# Advice Needed Lab freaking out



## coachchris (Dec 5, 2010)

I have a female lab that's about a year and a half now. She has done really well in her training and we were able to hunt over her last year, from land or from a boat. 

Well the last two times I have taken her out on our wakeboarding boat she starts freaking out when someone gets in the water. She tries constantly to jump in to I guess go get the person. If we let her go she swims to the person then swims back to the boat. But the whole time someone is in the water she is whining, barking, trying to get in. I'm not sure what to do to correct her behavior. It's like she completely zones out, she normally is obedient, but with this its like she is so fixated on the person in the water she doesn't respond to anything, the e collar, touch, or voice. Has anyone had anything like this happen to them? Any suggestions or would it be better to leave her home. My biggest fear is that this behavior transfers over to the duck boat and that simply isn't acceptable so I am hoping to nip this in the bud. When everybody is in the boat she is just fine, its just when someone is in the water.

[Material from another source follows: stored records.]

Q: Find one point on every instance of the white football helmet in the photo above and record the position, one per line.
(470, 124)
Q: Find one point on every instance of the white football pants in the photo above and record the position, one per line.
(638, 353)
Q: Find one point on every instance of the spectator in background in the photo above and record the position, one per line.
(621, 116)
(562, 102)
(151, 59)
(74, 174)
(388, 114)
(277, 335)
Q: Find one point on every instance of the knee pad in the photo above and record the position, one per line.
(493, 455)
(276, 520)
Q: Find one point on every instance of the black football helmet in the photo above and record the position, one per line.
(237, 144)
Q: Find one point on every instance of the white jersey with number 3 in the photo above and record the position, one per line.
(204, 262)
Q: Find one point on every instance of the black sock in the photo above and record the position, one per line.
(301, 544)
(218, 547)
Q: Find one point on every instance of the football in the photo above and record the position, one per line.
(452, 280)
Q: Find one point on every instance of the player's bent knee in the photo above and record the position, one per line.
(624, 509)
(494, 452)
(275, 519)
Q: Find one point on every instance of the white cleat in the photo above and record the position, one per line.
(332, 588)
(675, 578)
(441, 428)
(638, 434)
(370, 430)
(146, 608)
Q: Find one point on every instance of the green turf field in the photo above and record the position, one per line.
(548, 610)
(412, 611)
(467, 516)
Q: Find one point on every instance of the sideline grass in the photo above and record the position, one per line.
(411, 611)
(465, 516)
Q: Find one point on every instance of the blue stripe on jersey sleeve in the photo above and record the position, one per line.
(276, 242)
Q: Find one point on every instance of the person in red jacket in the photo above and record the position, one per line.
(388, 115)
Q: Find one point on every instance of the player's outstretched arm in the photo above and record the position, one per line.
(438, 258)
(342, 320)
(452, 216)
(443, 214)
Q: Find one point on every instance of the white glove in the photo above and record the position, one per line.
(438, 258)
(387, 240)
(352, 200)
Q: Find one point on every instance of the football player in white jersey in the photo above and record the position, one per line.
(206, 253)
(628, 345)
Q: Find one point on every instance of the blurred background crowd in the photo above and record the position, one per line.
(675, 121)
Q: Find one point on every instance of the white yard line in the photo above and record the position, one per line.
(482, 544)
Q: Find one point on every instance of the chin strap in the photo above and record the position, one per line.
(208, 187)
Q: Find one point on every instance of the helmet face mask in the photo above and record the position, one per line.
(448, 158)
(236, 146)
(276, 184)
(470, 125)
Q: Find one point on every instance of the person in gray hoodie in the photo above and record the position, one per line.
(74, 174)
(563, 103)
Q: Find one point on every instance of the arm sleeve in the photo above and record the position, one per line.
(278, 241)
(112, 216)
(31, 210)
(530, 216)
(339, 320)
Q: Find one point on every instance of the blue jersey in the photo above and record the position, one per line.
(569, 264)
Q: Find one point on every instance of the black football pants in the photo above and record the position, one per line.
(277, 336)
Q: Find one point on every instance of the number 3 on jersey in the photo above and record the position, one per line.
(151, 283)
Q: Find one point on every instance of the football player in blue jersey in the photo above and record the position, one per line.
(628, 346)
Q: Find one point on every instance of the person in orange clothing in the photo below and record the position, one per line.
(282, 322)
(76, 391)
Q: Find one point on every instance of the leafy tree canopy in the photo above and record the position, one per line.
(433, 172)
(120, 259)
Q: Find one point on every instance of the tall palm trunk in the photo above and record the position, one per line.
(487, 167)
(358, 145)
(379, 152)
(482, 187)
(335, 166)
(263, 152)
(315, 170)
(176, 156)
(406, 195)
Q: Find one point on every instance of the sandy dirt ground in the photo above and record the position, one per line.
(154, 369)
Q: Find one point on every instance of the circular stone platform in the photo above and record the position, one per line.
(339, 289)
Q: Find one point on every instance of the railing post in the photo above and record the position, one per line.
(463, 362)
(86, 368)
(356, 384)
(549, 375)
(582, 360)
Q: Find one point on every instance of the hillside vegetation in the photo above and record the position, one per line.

Thanks in advance for any suggestions.


----------



## Packfish (Oct 30, 2007)

Probably not a ski dog. My dog doesn't go fishing with me- not going to reprimand him for one thing but expect him to do that when bird hunting- He just doesn't get to go walk the river with me and that mall inconvience is certainly worth it come bird season.


----------



## TEX-O-BOB (Sep 12, 2007)

Your dog is probably just very protective of people. She thinks that they're drowning and need her help.


----------



## Leaky (Sep 11, 2007)

Obviously there is something about the experience that is up setting her. The only thing that comes to mind is to take her to a beach and go in the water and swim with her several times.???? Maybe she just wants to be with the person in the water??? If so, maybe let her visit and then after she tires let her back in? You just may have to put up with the whining until she decides to adapt or leave her home until she matures??? I'm not a dog trainer so take this with a grain of salt.


----------



## Steve Shaver (Mar 9, 2008)

coachchris said:


> Any suggestions or would it be better to leave her home.

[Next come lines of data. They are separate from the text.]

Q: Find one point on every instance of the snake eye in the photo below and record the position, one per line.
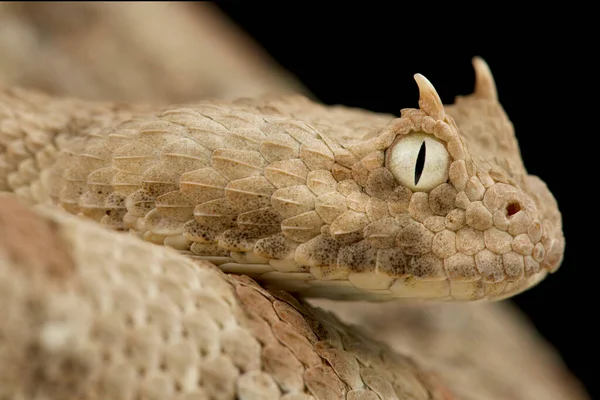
(418, 161)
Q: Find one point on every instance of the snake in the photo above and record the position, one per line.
(183, 209)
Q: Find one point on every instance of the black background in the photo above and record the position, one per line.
(362, 55)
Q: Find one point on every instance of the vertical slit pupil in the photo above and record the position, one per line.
(420, 163)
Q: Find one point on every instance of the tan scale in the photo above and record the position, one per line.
(320, 200)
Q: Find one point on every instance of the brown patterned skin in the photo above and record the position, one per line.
(166, 327)
(302, 196)
(131, 320)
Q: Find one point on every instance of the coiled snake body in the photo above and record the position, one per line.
(323, 201)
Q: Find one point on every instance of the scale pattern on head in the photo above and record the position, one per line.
(328, 201)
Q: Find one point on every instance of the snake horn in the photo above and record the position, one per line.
(429, 100)
(485, 87)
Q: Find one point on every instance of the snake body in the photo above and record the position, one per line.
(298, 195)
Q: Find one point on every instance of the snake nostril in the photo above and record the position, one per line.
(512, 208)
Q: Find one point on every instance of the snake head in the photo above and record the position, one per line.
(439, 205)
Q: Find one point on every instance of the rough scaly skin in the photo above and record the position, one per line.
(299, 195)
(80, 322)
(62, 312)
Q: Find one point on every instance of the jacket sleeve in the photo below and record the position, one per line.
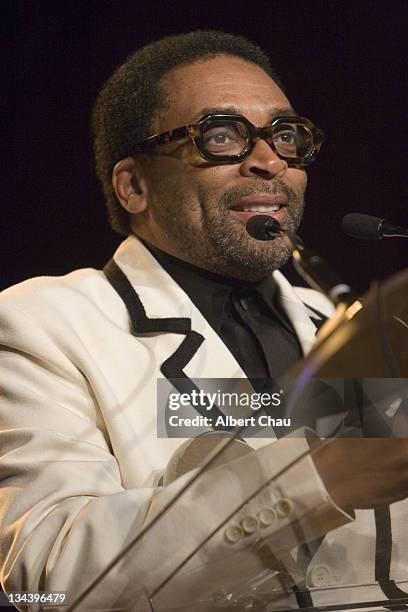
(64, 513)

Answered your own question. To me that's just not an activity the dog needs to be a part of. I say leave her home or if your out camping for the weekend leave her at camp with someone or in a crate till you get back


----------



## grouse dog (Jul 20, 2011)

does she do it at all when the boat is moving or just when there is someone in the water?


----------



## coachchris (Dec 5, 2010)

Thanks for the responses.

I generally don't take her out with us and probably will just leave her home. She is fine when everybody is in the boat she will just lay down or sit on a seat. She is even fine when someone is in the water with her. I can swim with her and just throw her some fun retrieves and she doesn't seem to have any problems. It's only when someone is getting towed behind the boat that she has an issue, and since that's usually why we go to the lake, she can make the trip a little cumbersome.


----------



## OKEE (Jan 3, 2008)

I bet she does the same thing if she was in the house or back yard and some one goes outside or outside of the yard . Just wants to be with people and what they are doing.


----------